Overall, the direction is clear. The technology is improving quickly, but real-world deployment still depends on better data, more flexibility, and clearer standards.
Conclusion
China’s progress in next-gen humanoids is becoming more visible and measurable.
The humanoid robot market in China now has scale. There are active deployments, growing shipment numbers, defined companies, and early standards in place. What was once mostly experimental is now starting to take shape as a real industry.
At the same time, this is still an early stage. Robots are improving, but challenges around data, flexibility, and real-world reliability are not fully solved yet. Most deployments remain controlled and task-specific.
China has clearly built early momentum. The next phase will depend on how well these robots move from pilots and demonstrations into consistent, everyday use.
Frequently Asked Questions
Why Is China Investing So Heavily In Humanoid Robots?
China sees humanoid robots as part of its larger push in advanced manufacturing, AI, and automation.
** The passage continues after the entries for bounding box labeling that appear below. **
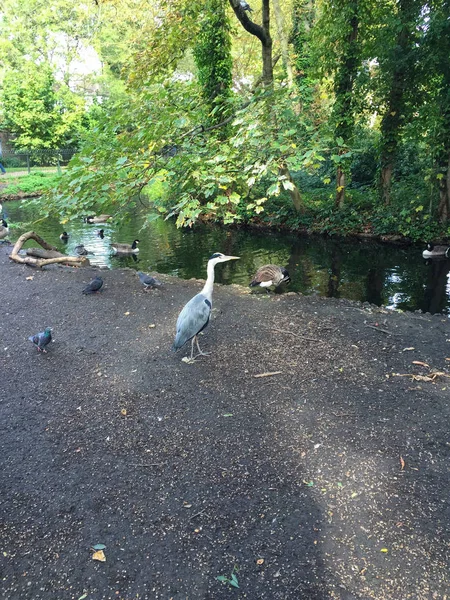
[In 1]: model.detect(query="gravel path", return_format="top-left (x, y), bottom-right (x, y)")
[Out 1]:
top-left (0, 241), bottom-right (450, 600)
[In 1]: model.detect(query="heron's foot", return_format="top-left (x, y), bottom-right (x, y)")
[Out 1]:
top-left (197, 349), bottom-right (211, 356)
top-left (181, 355), bottom-right (198, 365)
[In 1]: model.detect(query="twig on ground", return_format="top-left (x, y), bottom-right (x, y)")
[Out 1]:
top-left (189, 508), bottom-right (206, 521)
top-left (366, 325), bottom-right (395, 335)
top-left (268, 327), bottom-right (323, 342)
top-left (253, 371), bottom-right (283, 378)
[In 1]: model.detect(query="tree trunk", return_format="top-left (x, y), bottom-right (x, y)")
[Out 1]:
top-left (334, 165), bottom-right (345, 210)
top-left (379, 0), bottom-right (421, 204)
top-left (334, 0), bottom-right (360, 209)
top-left (229, 0), bottom-right (273, 86)
top-left (380, 160), bottom-right (394, 205)
top-left (279, 163), bottom-right (305, 213)
top-left (438, 157), bottom-right (450, 224)
top-left (273, 0), bottom-right (294, 88)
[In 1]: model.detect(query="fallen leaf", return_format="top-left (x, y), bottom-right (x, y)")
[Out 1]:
top-left (92, 550), bottom-right (106, 562)
top-left (92, 544), bottom-right (106, 550)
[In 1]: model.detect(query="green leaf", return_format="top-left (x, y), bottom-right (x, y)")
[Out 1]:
top-left (267, 183), bottom-right (280, 196)
top-left (281, 179), bottom-right (295, 190)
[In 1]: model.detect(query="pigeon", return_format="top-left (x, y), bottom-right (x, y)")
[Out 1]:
top-left (137, 271), bottom-right (162, 290)
top-left (83, 276), bottom-right (103, 294)
top-left (239, 0), bottom-right (253, 12)
top-left (28, 327), bottom-right (52, 354)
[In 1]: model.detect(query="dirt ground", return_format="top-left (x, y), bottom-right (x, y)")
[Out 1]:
top-left (0, 240), bottom-right (450, 600)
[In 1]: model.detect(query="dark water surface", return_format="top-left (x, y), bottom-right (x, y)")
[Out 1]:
top-left (3, 202), bottom-right (450, 314)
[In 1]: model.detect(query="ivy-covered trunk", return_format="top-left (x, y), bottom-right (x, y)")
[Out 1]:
top-left (333, 0), bottom-right (360, 209)
top-left (438, 155), bottom-right (450, 223)
top-left (379, 0), bottom-right (422, 204)
top-left (194, 0), bottom-right (233, 125)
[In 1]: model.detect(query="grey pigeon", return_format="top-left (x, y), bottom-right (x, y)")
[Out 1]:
top-left (137, 271), bottom-right (162, 290)
top-left (83, 276), bottom-right (103, 294)
top-left (239, 0), bottom-right (253, 12)
top-left (28, 327), bottom-right (52, 353)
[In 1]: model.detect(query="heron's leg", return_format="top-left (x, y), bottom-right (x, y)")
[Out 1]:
top-left (195, 336), bottom-right (211, 356)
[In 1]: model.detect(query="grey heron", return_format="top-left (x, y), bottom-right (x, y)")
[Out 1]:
top-left (422, 242), bottom-right (450, 258)
top-left (250, 265), bottom-right (291, 288)
top-left (0, 219), bottom-right (9, 240)
top-left (75, 244), bottom-right (92, 256)
top-left (173, 252), bottom-right (240, 362)
top-left (111, 240), bottom-right (139, 254)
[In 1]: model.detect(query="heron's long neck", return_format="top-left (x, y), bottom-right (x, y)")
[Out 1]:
top-left (201, 261), bottom-right (215, 300)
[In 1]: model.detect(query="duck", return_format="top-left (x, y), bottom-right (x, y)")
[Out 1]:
top-left (0, 219), bottom-right (9, 240)
top-left (137, 271), bottom-right (162, 290)
top-left (74, 244), bottom-right (90, 256)
top-left (111, 240), bottom-right (139, 254)
top-left (250, 265), bottom-right (291, 291)
top-left (422, 242), bottom-right (450, 258)
top-left (84, 215), bottom-right (112, 223)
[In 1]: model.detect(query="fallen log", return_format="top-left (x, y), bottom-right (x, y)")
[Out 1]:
top-left (26, 248), bottom-right (67, 258)
top-left (9, 231), bottom-right (90, 268)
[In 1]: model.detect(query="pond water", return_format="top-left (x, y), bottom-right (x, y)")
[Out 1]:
top-left (3, 202), bottom-right (450, 314)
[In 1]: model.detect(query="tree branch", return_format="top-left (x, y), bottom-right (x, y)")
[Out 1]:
top-left (229, 0), bottom-right (269, 45)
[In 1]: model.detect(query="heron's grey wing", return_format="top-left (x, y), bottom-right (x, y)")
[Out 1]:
top-left (28, 333), bottom-right (40, 346)
top-left (173, 294), bottom-right (211, 350)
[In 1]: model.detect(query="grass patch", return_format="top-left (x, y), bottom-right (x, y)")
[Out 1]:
top-left (0, 171), bottom-right (60, 197)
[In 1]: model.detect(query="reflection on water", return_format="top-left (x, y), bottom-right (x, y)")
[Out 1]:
top-left (4, 202), bottom-right (450, 313)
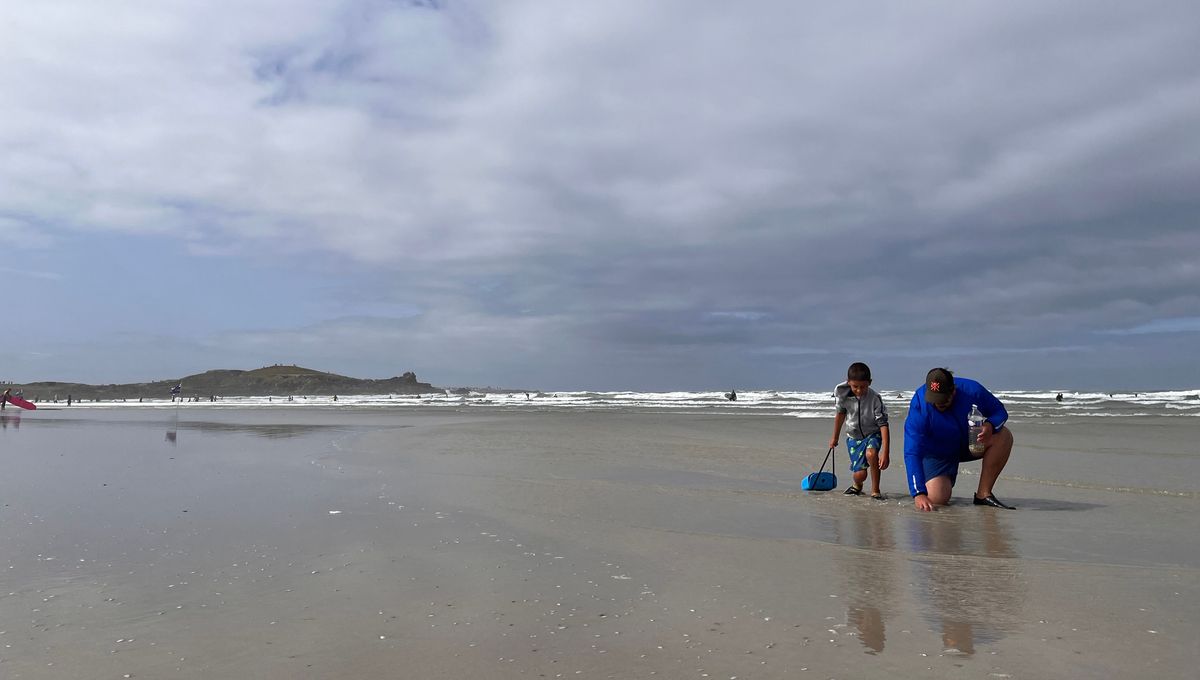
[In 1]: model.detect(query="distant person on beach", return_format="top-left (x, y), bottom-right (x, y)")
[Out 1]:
top-left (904, 368), bottom-right (1013, 511)
top-left (829, 361), bottom-right (890, 500)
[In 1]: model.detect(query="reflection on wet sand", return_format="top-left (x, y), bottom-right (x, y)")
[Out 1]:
top-left (906, 509), bottom-right (1026, 656)
top-left (834, 509), bottom-right (896, 654)
top-left (175, 421), bottom-right (342, 439)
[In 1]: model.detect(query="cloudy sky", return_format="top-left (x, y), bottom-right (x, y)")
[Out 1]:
top-left (0, 0), bottom-right (1200, 390)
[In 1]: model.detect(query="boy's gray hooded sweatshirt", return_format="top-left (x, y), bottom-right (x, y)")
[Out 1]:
top-left (833, 383), bottom-right (888, 439)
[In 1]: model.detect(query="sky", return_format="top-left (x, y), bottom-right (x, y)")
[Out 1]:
top-left (0, 0), bottom-right (1200, 391)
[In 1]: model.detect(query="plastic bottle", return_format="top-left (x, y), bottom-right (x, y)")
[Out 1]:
top-left (967, 404), bottom-right (984, 453)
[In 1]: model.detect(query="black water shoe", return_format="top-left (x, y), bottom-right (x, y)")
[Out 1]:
top-left (971, 493), bottom-right (1016, 510)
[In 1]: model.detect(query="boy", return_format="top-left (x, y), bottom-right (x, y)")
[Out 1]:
top-left (829, 361), bottom-right (890, 500)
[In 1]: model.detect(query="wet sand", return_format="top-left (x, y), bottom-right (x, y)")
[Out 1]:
top-left (0, 409), bottom-right (1200, 679)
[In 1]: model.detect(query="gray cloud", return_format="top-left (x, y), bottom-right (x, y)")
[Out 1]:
top-left (0, 0), bottom-right (1200, 386)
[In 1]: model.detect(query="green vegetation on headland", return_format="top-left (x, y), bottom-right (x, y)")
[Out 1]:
top-left (7, 365), bottom-right (445, 402)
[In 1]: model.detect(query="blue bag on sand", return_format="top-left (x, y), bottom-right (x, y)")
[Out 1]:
top-left (800, 449), bottom-right (838, 491)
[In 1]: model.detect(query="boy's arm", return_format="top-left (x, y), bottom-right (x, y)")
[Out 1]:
top-left (829, 410), bottom-right (846, 449)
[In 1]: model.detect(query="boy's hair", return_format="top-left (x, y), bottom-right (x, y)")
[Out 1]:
top-left (846, 361), bottom-right (871, 380)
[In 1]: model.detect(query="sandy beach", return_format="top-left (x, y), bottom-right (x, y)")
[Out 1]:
top-left (0, 409), bottom-right (1200, 680)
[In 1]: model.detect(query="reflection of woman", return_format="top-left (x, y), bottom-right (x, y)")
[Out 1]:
top-left (907, 512), bottom-right (1025, 656)
top-left (834, 509), bottom-right (895, 654)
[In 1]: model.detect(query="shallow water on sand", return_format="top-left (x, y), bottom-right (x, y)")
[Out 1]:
top-left (0, 409), bottom-right (1200, 679)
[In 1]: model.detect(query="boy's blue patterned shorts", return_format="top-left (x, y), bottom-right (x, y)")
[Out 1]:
top-left (846, 432), bottom-right (883, 473)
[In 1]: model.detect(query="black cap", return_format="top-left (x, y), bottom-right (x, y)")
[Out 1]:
top-left (925, 368), bottom-right (954, 407)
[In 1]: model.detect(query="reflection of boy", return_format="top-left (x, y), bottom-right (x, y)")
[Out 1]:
top-left (829, 361), bottom-right (889, 500)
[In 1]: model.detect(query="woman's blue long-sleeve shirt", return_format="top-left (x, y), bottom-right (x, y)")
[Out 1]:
top-left (904, 378), bottom-right (1008, 495)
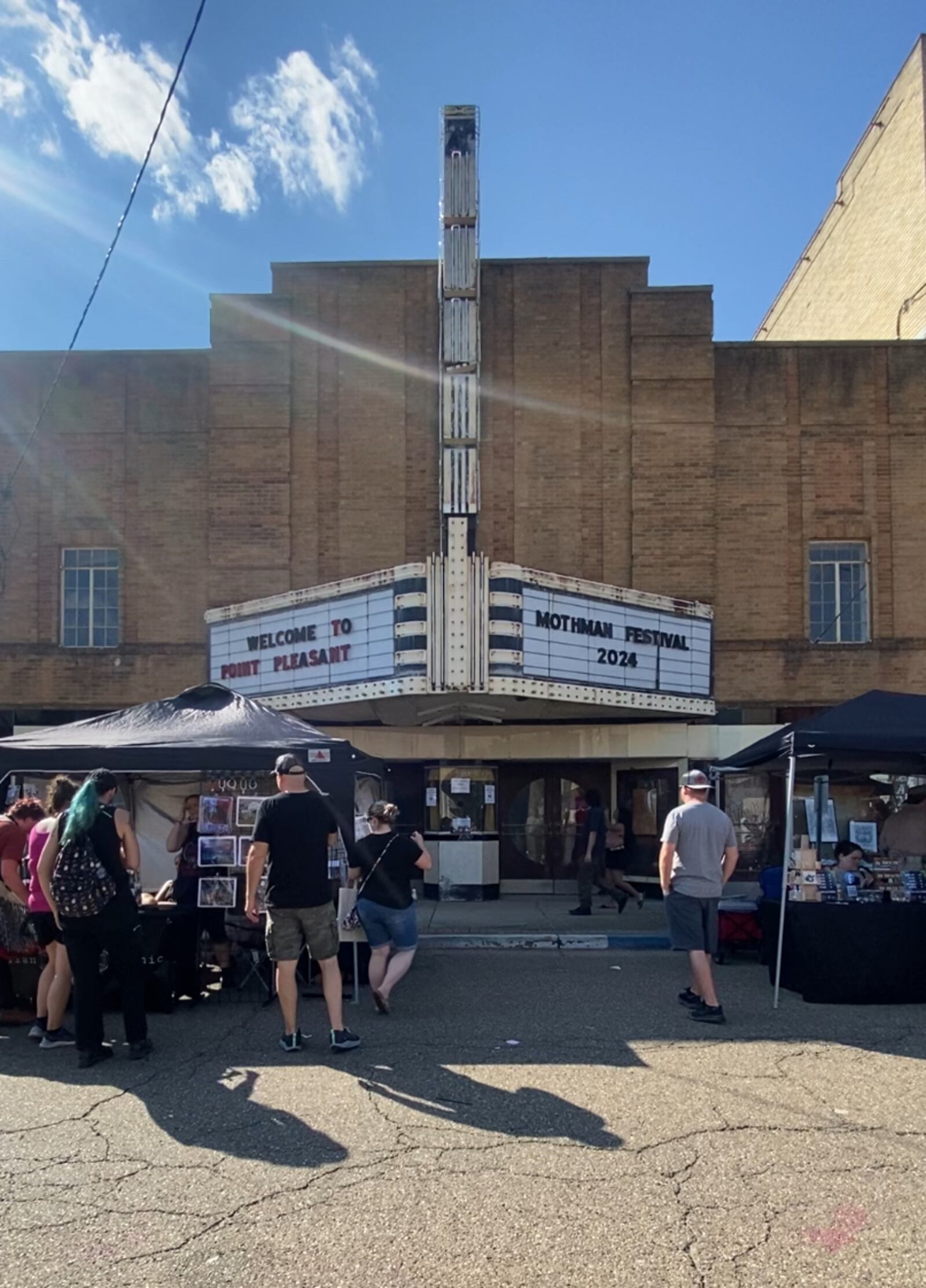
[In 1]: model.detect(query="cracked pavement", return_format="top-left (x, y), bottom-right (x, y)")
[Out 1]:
top-left (0, 949), bottom-right (926, 1288)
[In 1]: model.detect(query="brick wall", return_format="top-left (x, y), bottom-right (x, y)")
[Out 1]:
top-left (0, 260), bottom-right (926, 709)
top-left (756, 36), bottom-right (926, 340)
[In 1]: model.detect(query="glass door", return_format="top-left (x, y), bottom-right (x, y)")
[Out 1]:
top-left (499, 764), bottom-right (609, 893)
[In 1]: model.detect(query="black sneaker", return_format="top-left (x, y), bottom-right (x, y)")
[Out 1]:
top-left (78, 1047), bottom-right (112, 1069)
top-left (331, 1029), bottom-right (361, 1051)
top-left (39, 1024), bottom-right (78, 1051)
top-left (692, 1002), bottom-right (726, 1024)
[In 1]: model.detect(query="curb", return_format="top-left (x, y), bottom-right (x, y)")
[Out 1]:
top-left (418, 931), bottom-right (671, 952)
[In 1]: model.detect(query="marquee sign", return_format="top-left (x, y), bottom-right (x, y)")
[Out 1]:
top-left (521, 585), bottom-right (712, 697)
top-left (209, 586), bottom-right (395, 697)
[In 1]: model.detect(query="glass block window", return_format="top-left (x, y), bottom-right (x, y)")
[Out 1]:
top-left (61, 549), bottom-right (120, 648)
top-left (810, 541), bottom-right (870, 644)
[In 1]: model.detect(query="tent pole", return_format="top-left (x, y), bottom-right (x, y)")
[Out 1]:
top-left (771, 739), bottom-right (797, 1011)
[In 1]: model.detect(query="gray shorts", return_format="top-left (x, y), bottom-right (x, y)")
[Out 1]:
top-left (666, 890), bottom-right (720, 956)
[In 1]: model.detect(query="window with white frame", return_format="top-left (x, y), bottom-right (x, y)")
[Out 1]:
top-left (810, 541), bottom-right (870, 644)
top-left (61, 549), bottom-right (120, 648)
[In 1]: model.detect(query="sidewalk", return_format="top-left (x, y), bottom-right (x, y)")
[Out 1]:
top-left (416, 894), bottom-right (668, 948)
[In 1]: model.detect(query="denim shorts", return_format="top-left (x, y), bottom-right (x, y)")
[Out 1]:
top-left (357, 899), bottom-right (418, 952)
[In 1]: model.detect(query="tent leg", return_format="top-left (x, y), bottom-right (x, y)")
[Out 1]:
top-left (771, 754), bottom-right (797, 1011)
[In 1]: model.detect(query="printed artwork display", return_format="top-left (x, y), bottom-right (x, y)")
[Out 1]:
top-left (802, 796), bottom-right (840, 845)
top-left (197, 836), bottom-right (238, 868)
top-left (234, 796), bottom-right (264, 828)
top-left (196, 877), bottom-right (238, 908)
top-left (200, 796), bottom-right (234, 835)
top-left (848, 822), bottom-right (879, 854)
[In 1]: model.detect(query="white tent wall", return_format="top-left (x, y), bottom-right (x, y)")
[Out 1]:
top-left (131, 778), bottom-right (201, 891)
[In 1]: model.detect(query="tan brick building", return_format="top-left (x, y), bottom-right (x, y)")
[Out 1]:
top-left (0, 103), bottom-right (926, 885)
top-left (756, 36), bottom-right (926, 340)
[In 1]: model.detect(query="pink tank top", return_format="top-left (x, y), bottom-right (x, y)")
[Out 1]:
top-left (28, 819), bottom-right (58, 912)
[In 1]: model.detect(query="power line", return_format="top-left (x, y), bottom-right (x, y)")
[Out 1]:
top-left (0, 0), bottom-right (206, 579)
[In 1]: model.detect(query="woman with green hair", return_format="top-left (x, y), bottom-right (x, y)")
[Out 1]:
top-left (38, 769), bottom-right (152, 1069)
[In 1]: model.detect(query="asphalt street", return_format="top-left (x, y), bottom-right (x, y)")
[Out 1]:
top-left (0, 951), bottom-right (926, 1288)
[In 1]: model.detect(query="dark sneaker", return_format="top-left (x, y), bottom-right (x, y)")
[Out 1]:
top-left (692, 1002), bottom-right (726, 1024)
top-left (78, 1047), bottom-right (112, 1069)
top-left (39, 1024), bottom-right (78, 1051)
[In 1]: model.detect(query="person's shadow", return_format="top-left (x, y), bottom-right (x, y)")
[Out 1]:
top-left (4, 1046), bottom-right (348, 1168)
top-left (361, 1066), bottom-right (623, 1149)
top-left (138, 1069), bottom-right (348, 1167)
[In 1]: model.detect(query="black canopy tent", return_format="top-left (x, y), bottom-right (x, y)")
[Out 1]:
top-left (714, 689), bottom-right (926, 774)
top-left (0, 684), bottom-right (377, 841)
top-left (712, 689), bottom-right (926, 1007)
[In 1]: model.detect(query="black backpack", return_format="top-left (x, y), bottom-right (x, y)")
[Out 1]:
top-left (52, 832), bottom-right (116, 917)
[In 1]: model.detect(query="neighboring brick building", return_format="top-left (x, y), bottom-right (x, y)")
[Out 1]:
top-left (0, 103), bottom-right (926, 883)
top-left (756, 36), bottom-right (926, 340)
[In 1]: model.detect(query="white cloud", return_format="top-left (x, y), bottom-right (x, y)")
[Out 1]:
top-left (0, 62), bottom-right (35, 117)
top-left (230, 38), bottom-right (376, 210)
top-left (206, 147), bottom-right (260, 215)
top-left (0, 0), bottom-right (376, 219)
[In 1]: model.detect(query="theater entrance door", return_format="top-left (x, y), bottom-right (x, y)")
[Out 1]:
top-left (498, 761), bottom-right (611, 894)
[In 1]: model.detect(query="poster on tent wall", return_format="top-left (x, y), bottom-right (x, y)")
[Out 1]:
top-left (804, 796), bottom-right (840, 845)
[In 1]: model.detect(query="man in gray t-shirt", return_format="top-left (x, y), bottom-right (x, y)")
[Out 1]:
top-left (659, 769), bottom-right (739, 1024)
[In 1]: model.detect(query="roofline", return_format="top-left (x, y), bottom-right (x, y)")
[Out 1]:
top-left (752, 32), bottom-right (926, 340)
top-left (270, 255), bottom-right (649, 270)
top-left (0, 347), bottom-right (212, 358)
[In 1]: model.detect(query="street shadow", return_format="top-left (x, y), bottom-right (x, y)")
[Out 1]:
top-left (129, 1068), bottom-right (348, 1167)
top-left (359, 1065), bottom-right (623, 1149)
top-left (4, 1042), bottom-right (348, 1168)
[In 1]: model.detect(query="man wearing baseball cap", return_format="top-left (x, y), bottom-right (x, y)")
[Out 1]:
top-left (245, 754), bottom-right (361, 1052)
top-left (659, 769), bottom-right (739, 1024)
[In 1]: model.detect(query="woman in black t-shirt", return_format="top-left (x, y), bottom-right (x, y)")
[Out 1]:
top-left (38, 769), bottom-right (152, 1069)
top-left (349, 801), bottom-right (431, 1015)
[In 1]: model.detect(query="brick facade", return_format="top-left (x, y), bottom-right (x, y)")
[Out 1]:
top-left (756, 36), bottom-right (926, 340)
top-left (0, 259), bottom-right (926, 711)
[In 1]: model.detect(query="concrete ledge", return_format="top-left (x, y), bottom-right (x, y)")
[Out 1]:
top-left (418, 931), bottom-right (671, 952)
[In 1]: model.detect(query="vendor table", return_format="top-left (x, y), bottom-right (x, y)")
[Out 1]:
top-left (759, 899), bottom-right (926, 1006)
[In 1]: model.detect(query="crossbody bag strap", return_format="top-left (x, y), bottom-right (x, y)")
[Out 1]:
top-left (357, 834), bottom-right (398, 899)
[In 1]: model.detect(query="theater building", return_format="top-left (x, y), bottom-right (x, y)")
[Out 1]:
top-left (0, 88), bottom-right (926, 897)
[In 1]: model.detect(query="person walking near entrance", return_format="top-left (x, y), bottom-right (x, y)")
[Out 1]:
top-left (569, 787), bottom-right (612, 917)
top-left (245, 755), bottom-right (361, 1052)
top-left (659, 769), bottom-right (739, 1024)
top-left (349, 801), bottom-right (431, 1015)
top-left (604, 810), bottom-right (645, 912)
top-left (38, 769), bottom-right (153, 1069)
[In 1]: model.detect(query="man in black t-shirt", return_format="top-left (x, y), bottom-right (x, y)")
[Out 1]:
top-left (245, 754), bottom-right (361, 1051)
top-left (569, 787), bottom-right (609, 917)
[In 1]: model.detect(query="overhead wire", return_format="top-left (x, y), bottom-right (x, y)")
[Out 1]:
top-left (0, 0), bottom-right (206, 595)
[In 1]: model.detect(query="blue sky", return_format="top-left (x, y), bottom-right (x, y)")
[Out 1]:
top-left (0, 0), bottom-right (926, 349)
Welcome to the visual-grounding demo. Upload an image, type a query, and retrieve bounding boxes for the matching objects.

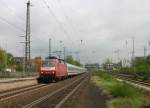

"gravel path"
[61,76,108,108]
[0,80,37,92]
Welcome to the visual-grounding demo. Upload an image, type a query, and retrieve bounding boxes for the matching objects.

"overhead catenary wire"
[42,0,75,46]
[0,0,25,22]
[0,16,25,32]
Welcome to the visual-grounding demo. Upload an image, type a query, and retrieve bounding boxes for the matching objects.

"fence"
[0,72,38,78]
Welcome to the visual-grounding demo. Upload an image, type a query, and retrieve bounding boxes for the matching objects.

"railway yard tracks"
[113,74,150,88]
[0,84,46,101]
[0,74,89,108]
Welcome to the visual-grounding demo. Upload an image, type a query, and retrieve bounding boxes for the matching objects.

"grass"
[92,72,150,108]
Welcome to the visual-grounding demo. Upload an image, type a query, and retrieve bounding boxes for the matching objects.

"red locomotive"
[38,57,86,83]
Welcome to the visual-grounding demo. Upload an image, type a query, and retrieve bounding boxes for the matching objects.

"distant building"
[13,57,24,64]
[85,63,102,71]
[31,56,43,66]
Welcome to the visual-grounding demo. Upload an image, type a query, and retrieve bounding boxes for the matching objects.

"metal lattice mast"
[25,0,31,71]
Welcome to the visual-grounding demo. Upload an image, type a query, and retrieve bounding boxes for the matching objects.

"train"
[37,57,87,83]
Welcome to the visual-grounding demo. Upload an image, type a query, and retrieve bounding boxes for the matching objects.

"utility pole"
[64,47,66,61]
[49,38,51,57]
[25,0,31,72]
[144,46,146,58]
[132,37,135,59]
[132,37,135,71]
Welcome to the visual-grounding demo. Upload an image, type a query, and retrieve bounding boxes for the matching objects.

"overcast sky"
[0,0,150,63]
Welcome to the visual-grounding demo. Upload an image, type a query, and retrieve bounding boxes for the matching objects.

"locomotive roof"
[67,63,84,69]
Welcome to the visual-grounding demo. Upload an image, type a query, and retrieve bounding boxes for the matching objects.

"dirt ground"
[0,80,37,92]
[61,77,108,108]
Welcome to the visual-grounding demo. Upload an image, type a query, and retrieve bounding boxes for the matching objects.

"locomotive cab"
[38,61,56,83]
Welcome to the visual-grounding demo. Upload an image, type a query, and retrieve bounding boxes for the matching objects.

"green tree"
[0,48,7,70]
[65,55,82,66]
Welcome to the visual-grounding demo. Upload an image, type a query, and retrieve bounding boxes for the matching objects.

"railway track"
[113,74,150,87]
[22,76,88,108]
[0,74,87,108]
[0,84,46,101]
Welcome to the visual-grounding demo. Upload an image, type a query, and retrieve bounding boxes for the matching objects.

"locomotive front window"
[43,62,55,67]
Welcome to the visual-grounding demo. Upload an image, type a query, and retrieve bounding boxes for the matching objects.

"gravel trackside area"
[61,76,108,108]
[0,80,37,92]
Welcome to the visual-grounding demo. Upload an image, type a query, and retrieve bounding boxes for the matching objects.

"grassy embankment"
[92,72,150,108]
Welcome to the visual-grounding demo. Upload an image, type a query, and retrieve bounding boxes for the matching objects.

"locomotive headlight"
[52,71,55,74]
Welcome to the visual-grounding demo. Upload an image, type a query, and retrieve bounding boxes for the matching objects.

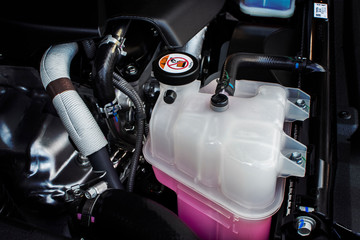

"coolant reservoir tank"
[144,73,310,219]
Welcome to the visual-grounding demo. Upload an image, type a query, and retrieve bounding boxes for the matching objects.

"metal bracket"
[99,34,127,56]
[98,99,121,118]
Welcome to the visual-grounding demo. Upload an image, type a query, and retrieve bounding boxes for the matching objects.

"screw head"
[126,65,138,75]
[296,216,316,237]
[164,90,177,104]
[339,111,351,120]
[295,99,306,108]
[290,152,303,164]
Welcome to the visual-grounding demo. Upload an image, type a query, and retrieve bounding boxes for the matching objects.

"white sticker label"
[159,53,194,73]
[314,3,327,19]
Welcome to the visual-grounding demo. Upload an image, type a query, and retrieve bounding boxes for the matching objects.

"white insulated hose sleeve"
[40,43,107,156]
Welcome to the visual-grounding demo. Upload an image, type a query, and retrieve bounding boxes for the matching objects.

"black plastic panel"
[102,0,225,47]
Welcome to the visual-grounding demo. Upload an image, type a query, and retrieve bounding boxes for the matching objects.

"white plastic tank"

The focus is on building stronger supply chains, improving industrial efficiency, and moving early into a market that could shape future robotics.
How Are Humanoid Robots Being Used In China Today?
Right now, humanoid robots in China are mainly being used in training sites, factory pilots, inspection work, guided service demos, and public technology events. Most use cases are still controlled and task-specific rather than fully scaled across daily life.
Which Companies Are Leading China’s Humanoid Robot Market?
Some of the most visible names include Unitree, AgiBot, UBTech, and Tiangong-related projects. These companies stand out for shipments, factory partnerships, robot training work, and public demonstrations during 2025 and 2026.